Lake Highlands resident Mara Papakostas has always had a way with words, especially long, hard-to-pronounce foreign words.
At just 18, she speaks six languages, and instead of heading off to college, she’s about to embark on an immersive eighth months perfecting her Arabic in Morocco.
Papakostas received one of the 620 coveted National Security Language Initiative for Youth (NSLI-Y) scholarships from the U.S. Department of State for 2015-16. Sometimes called “critical language” scholarships, the program takes students with an affinity for language to study the culture and language of countries where American students usually don’t go to study abroad. Instead of Italy or Spain, these students head to China, Russia, Turkey, or in Papakostas’ case, Morocco.
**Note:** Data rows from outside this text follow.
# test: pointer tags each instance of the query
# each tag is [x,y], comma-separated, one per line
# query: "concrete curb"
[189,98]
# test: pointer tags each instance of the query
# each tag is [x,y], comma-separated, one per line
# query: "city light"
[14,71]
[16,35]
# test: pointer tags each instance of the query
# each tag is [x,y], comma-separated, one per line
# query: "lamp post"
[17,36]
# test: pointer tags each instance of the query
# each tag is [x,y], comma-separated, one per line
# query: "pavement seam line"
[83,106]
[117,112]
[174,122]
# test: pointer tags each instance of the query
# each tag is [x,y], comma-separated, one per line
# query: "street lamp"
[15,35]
“I decided I needed a language under my belt that’s a critical language in the world,” says Papakostas of her decision to start studying Arabic during her sophomore year at Ursuline Academy.
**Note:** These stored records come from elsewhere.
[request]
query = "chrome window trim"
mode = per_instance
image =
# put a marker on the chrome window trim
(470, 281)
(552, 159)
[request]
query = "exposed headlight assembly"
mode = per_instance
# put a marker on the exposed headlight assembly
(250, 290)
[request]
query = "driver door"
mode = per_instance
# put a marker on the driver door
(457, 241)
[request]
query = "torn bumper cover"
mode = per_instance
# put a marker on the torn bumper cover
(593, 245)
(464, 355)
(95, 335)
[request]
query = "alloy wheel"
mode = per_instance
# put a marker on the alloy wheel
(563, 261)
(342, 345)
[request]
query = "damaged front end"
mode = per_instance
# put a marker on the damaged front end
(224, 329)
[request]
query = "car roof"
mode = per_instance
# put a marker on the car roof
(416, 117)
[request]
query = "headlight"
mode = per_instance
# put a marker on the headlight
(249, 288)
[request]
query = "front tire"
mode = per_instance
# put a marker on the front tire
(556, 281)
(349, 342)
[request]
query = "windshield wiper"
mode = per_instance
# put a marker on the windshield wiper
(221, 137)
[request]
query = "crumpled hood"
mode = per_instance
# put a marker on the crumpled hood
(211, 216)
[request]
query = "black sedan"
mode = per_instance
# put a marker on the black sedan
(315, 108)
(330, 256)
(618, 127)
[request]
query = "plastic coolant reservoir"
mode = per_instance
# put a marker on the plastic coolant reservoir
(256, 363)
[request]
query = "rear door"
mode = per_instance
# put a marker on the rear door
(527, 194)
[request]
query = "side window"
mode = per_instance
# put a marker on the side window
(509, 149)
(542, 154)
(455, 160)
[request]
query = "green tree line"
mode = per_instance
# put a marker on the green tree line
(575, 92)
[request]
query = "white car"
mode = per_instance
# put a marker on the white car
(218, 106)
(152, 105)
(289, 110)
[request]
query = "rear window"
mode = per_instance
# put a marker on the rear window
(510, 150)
Her adventure begins at the end of this month, when she’ll move in with a host family in Morocco who have a daughter about her age. During the day, she’ll attend language classes with other American students and study, while at night she’ll live like a Moroccan.
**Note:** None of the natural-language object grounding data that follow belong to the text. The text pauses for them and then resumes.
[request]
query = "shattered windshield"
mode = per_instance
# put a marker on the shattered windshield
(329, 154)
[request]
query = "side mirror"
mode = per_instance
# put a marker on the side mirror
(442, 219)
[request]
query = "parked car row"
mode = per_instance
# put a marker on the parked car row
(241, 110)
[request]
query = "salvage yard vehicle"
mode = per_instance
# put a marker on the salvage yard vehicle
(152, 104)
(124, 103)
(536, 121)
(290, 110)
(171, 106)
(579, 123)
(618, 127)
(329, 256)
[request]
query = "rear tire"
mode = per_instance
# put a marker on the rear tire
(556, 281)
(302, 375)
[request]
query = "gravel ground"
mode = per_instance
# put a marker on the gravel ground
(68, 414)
“At night, you’re with your host family, doing whatever they do. If they go to the movies, you’ll be going to the movies, too,” she says. “I think that that is the best way to learn a language.”
It’ll be her second time living in the African nation. Last summer, she took part in another language program to learn Arabic while living with a local family in Rabat. Her younger sister, Deidra, 16, followed in her footsteps by also spending a summer in Morocco learning Arabic. Mara Papakostas links their collective love of language back to their upbringing.
“My dad is Greek, so we traveled a lot growing up,” she says. “Every time we’d go to a foreign country, my mom would enroll us in an intensive language class, so we’d really get fully immersed.”
The Papakostas girls, including baby sister Erin, 14, all attended the Dallas International School where they learned in French. Mara Papakostas also picked up Spanish, Greek and some Mandarin. Ideally, she’ll use those complex language skills for work at the very organization that gave her the scholarship.
“That’s where I see myself in 10 years, working for the State Department,” she says.